Alcohol and Building Muscle. What you need to know

Alcohol and Building Muscle: The Impact on Your Fitness Goals

When it comes to building muscle, many people focus on their diet and exercise routine. However, one factor that is often overlooked is the consumption of alcohol. Alcohol can have a significant impact on your efforts to build muscle and achieve your fitness goals. In this article, we will discuss the effects of alcohol on muscle growth and provide some tips for managing your alcohol intake.

How Alcohol Affects Muscle Growth

Alcohol can impact muscle growth in several ways:

1. Disrupts Protein Synthesis

Protein synthesis is the process by which your body builds new muscle tissue. Research has shown that alcohol can interfere with this process, leading to a reduced rate of muscle growth. One study found that alcohol consumption reduces muscle protein synthesis by 15-20% (Parr et al., 2014).

2. Dehydration

Alcohol is a diuretic, meaning it increases urine production and can lead to dehydration. Dehydration can negatively affect muscle function and recovery, as well as overall athletic performance (Shirreffs & Maughan, 1997).

3. Impairs Nutrient Absorption

Alcohol can interfere with the absorption of essential nutrients, such as vitamins and minerals, which are crucial for muscle growth and repair. For example, alcohol has been shown to inhibit the absorption of calcium, a mineral necessary for proper muscle function (Hansen, 1990).

4. Decreases Testosterone Levels

Testosterone is a hormone that plays a vital role in muscle growth. Alcohol consumption can decrease testosterone levels, which may result in reduced muscle mass (Sarkola & Eriksson, 2003).

5. Increases Cortisol Levels

Alcohol can increase cortisol levels, a stress hormone that can break down muscle tissue when present in high amounts. Elevated cortisol levels can hinder muscle growth and recovery (Välimäki et al., 1984).

Alcohol and Fitness

Tips for Managing Alcohol Intake

To minimize the negative effects of alcohol on your muscle-building goals, consider the following tips:

  1. Moderation: Limit your alcohol intake to moderate levels. The Centers for Disease Control and Prevention (CDC) defines moderate drinking as up to one drink per day for women and up to two drinks per day for men (CDC, n.d.).

  2. Hydration: To counteract the dehydrating effects of alcohol, make sure you drink plenty of water before, during, and after consuming alcohol.

  3. Timing: Avoid consuming alcohol immediately before or after a workout, as this is when your body needs optimal nutrition and hydration for muscle growth and recovery.

  4. Nutrition: Ensure you are consuming a balanced diet with adequate protein, vitamins, and minerals to support muscle growth and repair.

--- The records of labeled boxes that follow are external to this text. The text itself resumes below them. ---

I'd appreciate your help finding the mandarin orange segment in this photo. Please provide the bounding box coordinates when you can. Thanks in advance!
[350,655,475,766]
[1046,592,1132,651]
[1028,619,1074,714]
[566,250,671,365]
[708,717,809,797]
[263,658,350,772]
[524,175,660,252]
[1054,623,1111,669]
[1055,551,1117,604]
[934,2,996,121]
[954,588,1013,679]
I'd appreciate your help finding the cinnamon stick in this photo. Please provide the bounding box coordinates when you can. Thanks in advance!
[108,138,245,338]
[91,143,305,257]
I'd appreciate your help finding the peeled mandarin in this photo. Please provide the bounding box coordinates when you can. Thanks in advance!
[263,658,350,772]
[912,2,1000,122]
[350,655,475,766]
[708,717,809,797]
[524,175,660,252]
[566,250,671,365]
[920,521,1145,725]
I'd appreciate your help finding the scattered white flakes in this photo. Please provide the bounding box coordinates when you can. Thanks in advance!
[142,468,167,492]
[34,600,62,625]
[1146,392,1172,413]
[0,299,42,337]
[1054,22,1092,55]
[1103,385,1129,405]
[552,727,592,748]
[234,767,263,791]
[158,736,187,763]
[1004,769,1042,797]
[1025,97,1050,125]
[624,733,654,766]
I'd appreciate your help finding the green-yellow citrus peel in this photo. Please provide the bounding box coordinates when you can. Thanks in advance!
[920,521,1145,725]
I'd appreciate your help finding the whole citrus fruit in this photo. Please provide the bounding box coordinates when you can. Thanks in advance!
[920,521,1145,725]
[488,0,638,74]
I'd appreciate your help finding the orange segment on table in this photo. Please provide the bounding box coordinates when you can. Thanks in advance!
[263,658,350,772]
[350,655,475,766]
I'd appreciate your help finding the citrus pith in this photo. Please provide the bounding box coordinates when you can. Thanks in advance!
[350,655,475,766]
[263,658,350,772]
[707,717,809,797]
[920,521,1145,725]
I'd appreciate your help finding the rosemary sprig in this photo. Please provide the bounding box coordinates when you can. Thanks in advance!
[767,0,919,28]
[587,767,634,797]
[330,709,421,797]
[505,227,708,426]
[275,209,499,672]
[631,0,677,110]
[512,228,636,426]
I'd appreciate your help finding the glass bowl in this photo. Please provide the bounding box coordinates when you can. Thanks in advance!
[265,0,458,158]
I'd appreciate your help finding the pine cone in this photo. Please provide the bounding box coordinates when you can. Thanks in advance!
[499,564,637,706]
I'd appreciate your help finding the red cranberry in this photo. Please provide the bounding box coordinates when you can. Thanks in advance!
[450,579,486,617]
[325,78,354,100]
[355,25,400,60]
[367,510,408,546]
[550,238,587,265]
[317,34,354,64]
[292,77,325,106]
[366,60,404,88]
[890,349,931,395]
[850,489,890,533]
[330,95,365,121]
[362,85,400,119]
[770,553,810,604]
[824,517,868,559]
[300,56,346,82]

In conclusion, alcohol consumption can have a negative impact on muscle growth and hinder your fitness progress. By being aware of these effects and managing your alcohol intake, you can still enjoy a social drink without compromising your muscle-building goals.


Centers for Disease Control and Prevention (n.d.). Alcohol and Public Health: Frequently Asked Questions. Retrieved from

Hansen, M. A. (1990). Alcohol-Induced Bone Disease: Impact of Ethanol on Calcium Homeostasis and Bone Mineral Density. Alcohol Health & Research World, 14(4), 312-319.

Parr, E. B., Camera, D. M., Areta, J. L., Burke, L. M., Phillips, S. M., Hawley, J. A., & Coffey, V. G. (2014). Alcohol Ingestion Impairs Maximal Post-Exercise Rates of Myofibrillar Protein Synthesis following a Single Bout of Concurrent Training. PLoS ONE, 9(2), e88384.

Sarkola, T., & Eriksson, C. J. (2003). Testosterone Increases in Men After a Low Dose of Alcohol. Alcoholism: Clinical and Experimental Research, 27(4), 682-685.

Shirreffs, S. M., & Maughan, R. J. (1997). Whole Body Sweat Collection in Humans: An Improved Method with Preliminary Data on Electrolyte Content. Journal of Applied Physiology, 82(1), 336-341.

Välimäki, M. J., Härkönen, M., Eriksson, C. J., & Ylikahri, R. H. (1984). Sex Hormones and Adrenocortical Steroids in Men Acutely Intoxicated with Ethanol. Alcohol, 1(2), 89-93.